Мюсле, похоже, не поверил ни одному моему слову и смотрел на меня пристально, неприятно буравя своими чёрными, как у старого ворона, гальскими глазами. Тут подала голос его супруга, разбивая не вселявшее надежду молчание мужа. Женщина начала по-французски, но вскоре перешла на немецкий, демонстрирую вполне свободное владение обоими языками.
-"Послушай, Пьер.

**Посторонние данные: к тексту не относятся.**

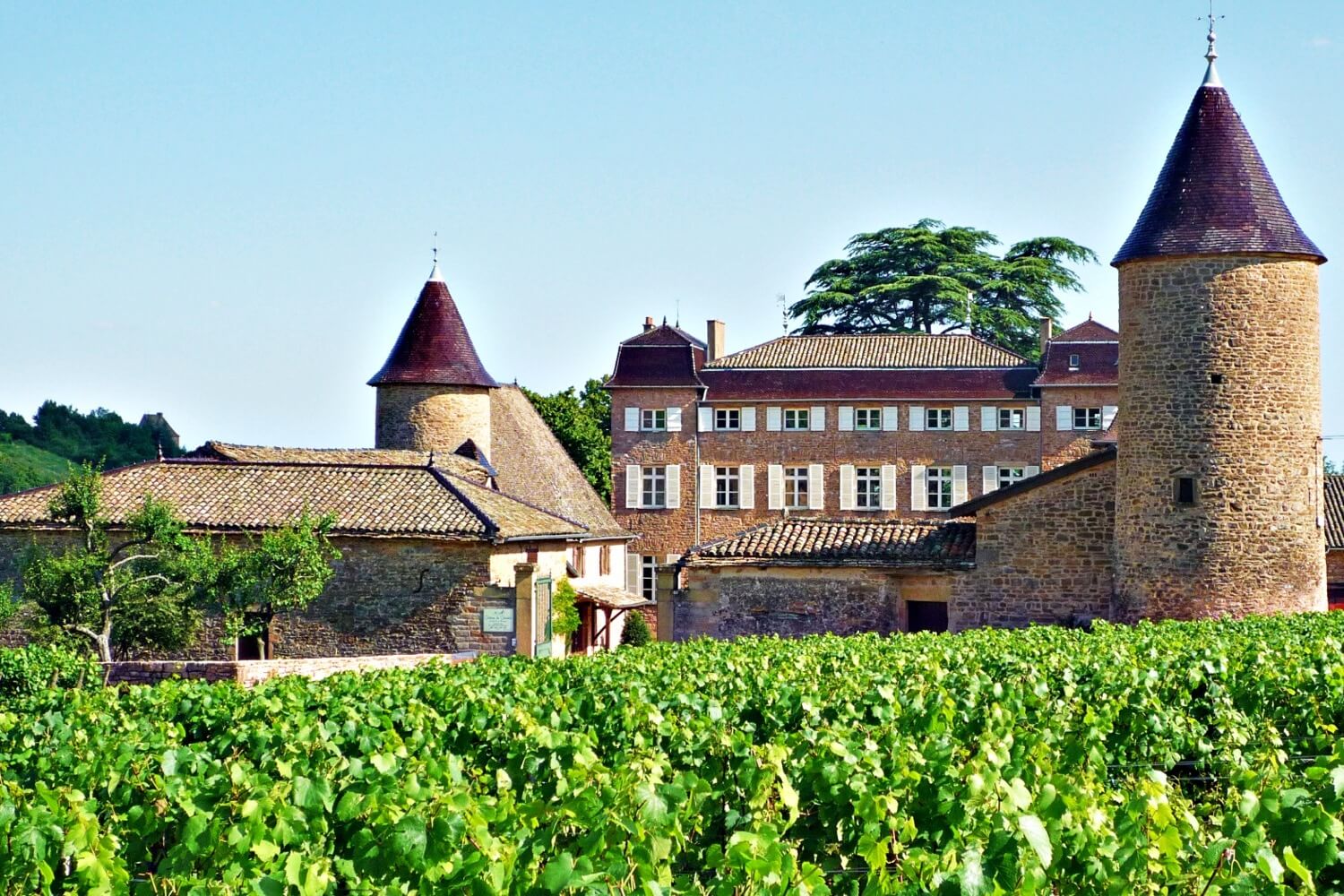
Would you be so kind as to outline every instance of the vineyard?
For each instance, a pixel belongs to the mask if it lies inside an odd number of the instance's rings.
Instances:
[[[0,704],[0,891],[1344,888],[1344,614]]]

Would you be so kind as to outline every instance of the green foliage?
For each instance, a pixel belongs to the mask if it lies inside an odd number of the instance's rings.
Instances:
[[[1063,312],[1059,292],[1082,289],[1068,263],[1095,262],[1059,236],[1013,243],[970,227],[923,219],[849,240],[845,258],[821,265],[789,308],[798,333],[970,332],[1027,357],[1039,355],[1039,320]],[[968,292],[972,301],[968,302]]]
[[[102,672],[87,652],[62,647],[0,647],[0,705],[48,688],[94,688]]]
[[[602,380],[590,379],[582,392],[570,387],[555,395],[523,390],[532,407],[555,433],[583,478],[603,501],[612,498],[612,396]]]
[[[578,592],[569,579],[555,583],[555,594],[551,595],[551,631],[556,635],[570,635],[579,630],[579,611],[574,606]]]
[[[652,641],[653,633],[649,631],[649,623],[644,621],[644,614],[634,610],[626,613],[625,627],[621,629],[621,646],[642,647]]]
[[[1344,888],[1344,614],[44,690],[0,892]]]

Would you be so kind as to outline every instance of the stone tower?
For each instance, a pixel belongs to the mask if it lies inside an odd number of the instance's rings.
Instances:
[[[1325,609],[1317,266],[1214,66],[1120,269],[1116,615]]]
[[[497,383],[476,355],[437,263],[368,384],[378,390],[376,447],[456,451],[470,439],[489,457]]]

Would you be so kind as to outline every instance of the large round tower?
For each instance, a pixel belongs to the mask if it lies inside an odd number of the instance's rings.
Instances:
[[[1325,609],[1317,266],[1214,66],[1120,269],[1117,617]]]
[[[491,453],[491,390],[448,283],[434,265],[387,363],[368,382],[378,388],[374,445],[456,451],[470,439]]]

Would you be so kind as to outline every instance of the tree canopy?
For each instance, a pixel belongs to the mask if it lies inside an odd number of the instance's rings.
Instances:
[[[794,333],[948,333],[965,329],[1027,357],[1039,353],[1043,317],[1063,312],[1059,294],[1082,289],[1070,265],[1097,254],[1062,236],[989,251],[1000,240],[972,227],[923,219],[857,234],[844,258],[808,278],[789,308]]]

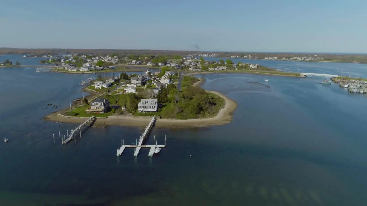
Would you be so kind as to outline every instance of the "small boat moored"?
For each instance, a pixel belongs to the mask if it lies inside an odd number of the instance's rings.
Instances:
[[[157,154],[160,151],[161,148],[159,147],[156,147],[154,150],[154,153]]]
[[[331,84],[331,82],[327,80],[324,80],[322,81],[321,84]]]

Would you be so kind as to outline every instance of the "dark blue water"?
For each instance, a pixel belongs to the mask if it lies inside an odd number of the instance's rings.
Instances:
[[[218,61],[224,58],[204,57],[206,60]],[[367,78],[367,64],[359,63],[307,62],[280,60],[261,60],[248,59],[229,59],[233,62],[259,64],[280,71],[290,72],[305,72],[328,74],[354,77]]]
[[[76,125],[43,120],[56,109],[41,108],[68,106],[88,76],[34,70],[0,68],[0,137],[10,140],[0,144],[1,205],[367,204],[367,97],[322,78],[202,75],[237,103],[231,123],[154,128],[159,143],[167,135],[160,154],[117,158],[142,128],[92,127],[62,145],[59,130]]]

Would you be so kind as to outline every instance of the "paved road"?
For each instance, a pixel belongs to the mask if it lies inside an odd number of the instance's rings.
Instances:
[[[178,89],[178,91],[180,92],[181,91],[181,89],[182,87],[181,85],[182,85],[182,80],[184,79],[184,76],[185,76],[183,74],[181,74],[181,76],[180,76],[180,79],[178,80],[178,82],[177,82],[177,89]]]

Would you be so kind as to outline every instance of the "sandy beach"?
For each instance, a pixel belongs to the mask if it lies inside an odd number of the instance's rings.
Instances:
[[[193,86],[199,86],[205,81],[205,79],[200,78],[200,81],[195,83]],[[190,119],[158,119],[156,123],[156,127],[170,128],[201,127],[226,124],[230,122],[232,119],[232,113],[237,107],[237,103],[219,92],[212,91],[207,91],[207,92],[215,93],[223,98],[225,101],[224,106],[216,115],[208,118]],[[54,122],[74,123],[81,123],[85,119],[85,118],[73,118],[62,117],[59,115],[58,113],[58,112],[55,112],[50,114],[45,117],[44,119]],[[98,118],[94,123],[94,126],[103,126],[105,125],[145,126],[151,119],[151,117],[137,117],[131,115],[112,115],[109,116],[106,118]]]

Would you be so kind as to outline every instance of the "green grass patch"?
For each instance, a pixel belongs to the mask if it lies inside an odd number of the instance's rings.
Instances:
[[[194,77],[185,76],[184,77],[184,79],[182,80],[181,87],[185,87],[191,86],[196,82],[199,81],[200,80],[199,78],[197,78]]]
[[[86,111],[86,110],[90,108],[90,106],[86,106],[85,107],[76,107],[71,110],[71,112],[67,112],[65,113],[66,115],[68,116],[72,116],[73,117],[92,117],[94,116],[96,117],[106,117],[108,116],[110,116],[113,113],[113,111],[111,111],[107,113],[103,113],[101,114],[88,114]],[[74,115],[75,114],[76,115]],[[70,114],[71,115],[69,115]]]

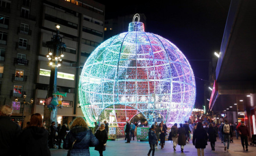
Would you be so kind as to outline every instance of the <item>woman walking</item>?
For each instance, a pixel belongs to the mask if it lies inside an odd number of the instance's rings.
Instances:
[[[43,126],[41,115],[32,115],[29,126],[23,131],[20,138],[21,155],[50,156],[47,146],[48,135]]]
[[[173,150],[176,151],[176,147],[178,143],[178,127],[177,127],[178,124],[175,123],[171,128],[171,139],[172,140],[173,144]]]
[[[95,147],[99,141],[88,128],[85,119],[78,117],[70,126],[70,131],[66,136],[63,147],[69,150],[70,156],[90,156],[89,146]]]
[[[108,140],[108,132],[105,129],[105,124],[100,124],[99,129],[96,131],[95,136],[99,140],[99,144],[95,147],[94,150],[99,151],[99,156],[103,156],[103,151],[106,150]]]
[[[163,126],[162,123],[159,124],[159,129],[160,130],[160,144],[159,145],[161,146],[161,149],[164,148],[164,146],[165,141],[165,134],[166,133],[166,130],[165,128]]]
[[[197,156],[204,156],[204,149],[207,145],[208,136],[201,122],[197,124],[196,129],[193,135],[193,145],[197,149]]]
[[[208,140],[210,142],[212,151],[215,151],[215,142],[216,142],[217,133],[216,131],[213,128],[213,125],[210,123],[209,124],[209,128],[208,129]]]
[[[178,129],[178,145],[181,146],[182,153],[183,153],[184,146],[186,145],[186,130],[184,128],[182,127],[182,124],[180,124],[180,128]]]

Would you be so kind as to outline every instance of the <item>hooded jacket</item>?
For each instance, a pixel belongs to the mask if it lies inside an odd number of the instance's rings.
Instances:
[[[70,151],[70,156],[90,156],[89,147],[94,147],[99,144],[99,141],[92,132],[81,126],[76,126],[70,130],[63,144],[64,148],[70,149],[75,140],[76,142]]]
[[[51,155],[47,146],[49,133],[44,127],[29,127],[21,134],[22,156]]]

Этот господин хоть и немец и даже по всей вероятности офицер, но он явно не из Гестапо. Поверь моей женской интуиции. У этого человека благородная внешность и лицо доброго человека. Я сама немка и в немецких мужчинах уж поверь, разбираюсь. Сразу вижу кто из каковского теста. Ребёнка можно отвести к нашему кюре, а уж он потом передаст его на попечение сестёр из монастыря Святой Катерины".
Пьер Мюсле посмотрел на жену с нескрываемым раздражением.